Let y be an arbitrary element.
(a) let y $\in$ f(SUT)
f$^{-1}$y $\in$ SUT
f$^{-1}$y $\in$ S or f$^{-1}$y$\in$ T
y $\in$ f(S) or y $\in$ f(T)
y $\in$ f(S)Uf(T)......means every y which belongs to f(SUT) also belongs to f(S)Uf(T), hence f(SUT) is subset of f(S)Uf(T) -(1)
let y $\in$ f(S)Uf(T)
y $\in$ f(S) or y $\in$ f(T)
f$^{-1}$y $\in$ S or f$^{-1}$y $\in$ T
f$^{-1}$y $\in$ SUT
y $\in$ f(SUT).....hence f(S)Uf(T) is subset of f(SUT) -(2)

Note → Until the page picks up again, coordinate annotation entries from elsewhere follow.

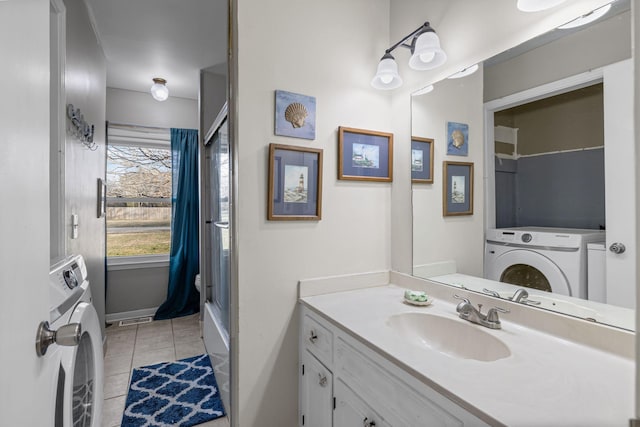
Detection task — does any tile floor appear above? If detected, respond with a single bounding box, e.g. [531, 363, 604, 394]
[102, 314, 229, 427]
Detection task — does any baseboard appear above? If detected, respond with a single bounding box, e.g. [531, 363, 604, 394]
[105, 307, 158, 323]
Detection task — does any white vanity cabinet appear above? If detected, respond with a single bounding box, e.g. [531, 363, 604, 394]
[299, 305, 488, 427]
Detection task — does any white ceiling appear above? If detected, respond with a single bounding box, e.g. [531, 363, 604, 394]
[85, 0, 227, 99]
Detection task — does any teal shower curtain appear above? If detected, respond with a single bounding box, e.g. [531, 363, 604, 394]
[154, 128, 200, 320]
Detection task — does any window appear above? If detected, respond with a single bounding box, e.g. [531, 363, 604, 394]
[107, 141, 171, 257]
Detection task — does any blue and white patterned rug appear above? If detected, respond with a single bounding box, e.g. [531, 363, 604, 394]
[122, 354, 224, 427]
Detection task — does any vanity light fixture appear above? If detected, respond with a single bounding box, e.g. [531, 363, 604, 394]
[558, 3, 611, 30]
[517, 0, 565, 12]
[447, 64, 478, 79]
[411, 85, 433, 96]
[371, 22, 447, 89]
[151, 77, 169, 101]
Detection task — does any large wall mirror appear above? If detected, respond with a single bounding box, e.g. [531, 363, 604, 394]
[411, 0, 636, 330]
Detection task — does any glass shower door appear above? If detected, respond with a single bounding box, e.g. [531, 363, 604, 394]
[211, 120, 230, 335]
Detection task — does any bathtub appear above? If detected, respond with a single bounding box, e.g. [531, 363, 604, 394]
[202, 301, 231, 413]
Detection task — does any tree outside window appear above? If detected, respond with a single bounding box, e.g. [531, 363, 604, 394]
[107, 144, 171, 257]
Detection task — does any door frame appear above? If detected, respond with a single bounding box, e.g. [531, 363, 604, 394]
[49, 0, 67, 264]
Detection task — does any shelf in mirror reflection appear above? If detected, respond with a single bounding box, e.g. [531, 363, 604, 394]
[424, 273, 635, 331]
[406, 0, 637, 330]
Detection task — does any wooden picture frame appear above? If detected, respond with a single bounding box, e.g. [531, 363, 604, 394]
[267, 144, 323, 221]
[442, 162, 473, 216]
[411, 136, 433, 184]
[338, 126, 393, 182]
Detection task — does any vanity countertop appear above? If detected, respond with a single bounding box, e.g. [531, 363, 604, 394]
[301, 285, 635, 427]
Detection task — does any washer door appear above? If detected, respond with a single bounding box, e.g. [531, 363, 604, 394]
[487, 249, 571, 295]
[61, 302, 104, 427]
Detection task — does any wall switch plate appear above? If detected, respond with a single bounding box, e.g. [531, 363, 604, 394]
[71, 214, 78, 239]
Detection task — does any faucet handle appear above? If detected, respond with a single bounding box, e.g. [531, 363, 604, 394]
[453, 294, 471, 304]
[487, 307, 510, 324]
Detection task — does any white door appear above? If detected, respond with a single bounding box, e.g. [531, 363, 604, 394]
[300, 350, 333, 427]
[333, 379, 390, 427]
[0, 0, 53, 427]
[604, 60, 636, 308]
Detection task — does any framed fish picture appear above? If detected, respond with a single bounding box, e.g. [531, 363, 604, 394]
[275, 90, 316, 139]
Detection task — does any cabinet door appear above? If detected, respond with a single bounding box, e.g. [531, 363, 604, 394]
[299, 350, 333, 427]
[333, 379, 390, 427]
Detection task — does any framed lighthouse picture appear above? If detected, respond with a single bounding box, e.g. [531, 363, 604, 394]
[267, 144, 322, 221]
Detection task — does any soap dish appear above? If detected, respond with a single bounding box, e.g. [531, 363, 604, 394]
[402, 297, 433, 306]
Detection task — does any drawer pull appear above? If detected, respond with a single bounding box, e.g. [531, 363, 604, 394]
[318, 374, 327, 387]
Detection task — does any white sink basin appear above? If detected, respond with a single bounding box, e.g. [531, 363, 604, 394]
[387, 313, 511, 362]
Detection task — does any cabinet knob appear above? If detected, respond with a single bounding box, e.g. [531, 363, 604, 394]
[318, 374, 327, 387]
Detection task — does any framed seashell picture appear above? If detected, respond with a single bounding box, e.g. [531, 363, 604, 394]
[275, 90, 316, 139]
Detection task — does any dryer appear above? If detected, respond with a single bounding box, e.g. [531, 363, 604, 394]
[484, 227, 606, 299]
[48, 255, 104, 427]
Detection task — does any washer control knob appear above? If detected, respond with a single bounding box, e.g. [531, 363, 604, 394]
[62, 270, 78, 289]
[609, 242, 627, 254]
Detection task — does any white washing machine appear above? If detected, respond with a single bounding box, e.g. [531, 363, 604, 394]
[45, 255, 104, 427]
[484, 227, 606, 299]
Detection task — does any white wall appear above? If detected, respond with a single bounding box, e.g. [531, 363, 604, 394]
[484, 12, 631, 102]
[391, 0, 610, 90]
[107, 88, 198, 129]
[411, 69, 484, 276]
[231, 0, 392, 427]
[65, 0, 106, 334]
[0, 0, 53, 426]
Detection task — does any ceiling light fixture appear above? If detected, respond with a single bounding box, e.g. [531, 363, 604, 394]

from (1) and (2), f(SUT)=f(S)Uf(T)
(b)let y$\in$ f(S$\cap$T)
f$^{-1}$y $\in$S$\cap$T
f$^{-1}$y $\in$S and f$^{-1}$y $\in$T
y$\in$ f(S) and y $\in$f(T)
y $\in$f(S)$\cap$f(T) .....hence f(S$\cap$T) is subset of f(S)$\cap$f(T) -(1)
let y$\in$ f(S)$\cap$f(T)
y $\in$f(S) and y $\in$f(T)
f$^{-1}$y $\in$S and f$^{-1}$y$\in$ T .....this step is only true if f is one-one.It says that if y is in both f(S) and f(T) then its preimage will be common in both S and T. If f is not one one then this is false because there can be an element x1 $\in$S and x2 $\in$T such that x1$\neq$x2 and f(x1)=f(x2)=y
So f(S)$\cap$f(T) is subset of f(SUT) only if f is one-one -(2)
if f is one-one then from (1) and (2) ,f(S)$\cap$f(T) =f(SUT)
If f is not one-one then f(S$\cap$T) is subset of f(S)$\cap$f(T) and not vice versa.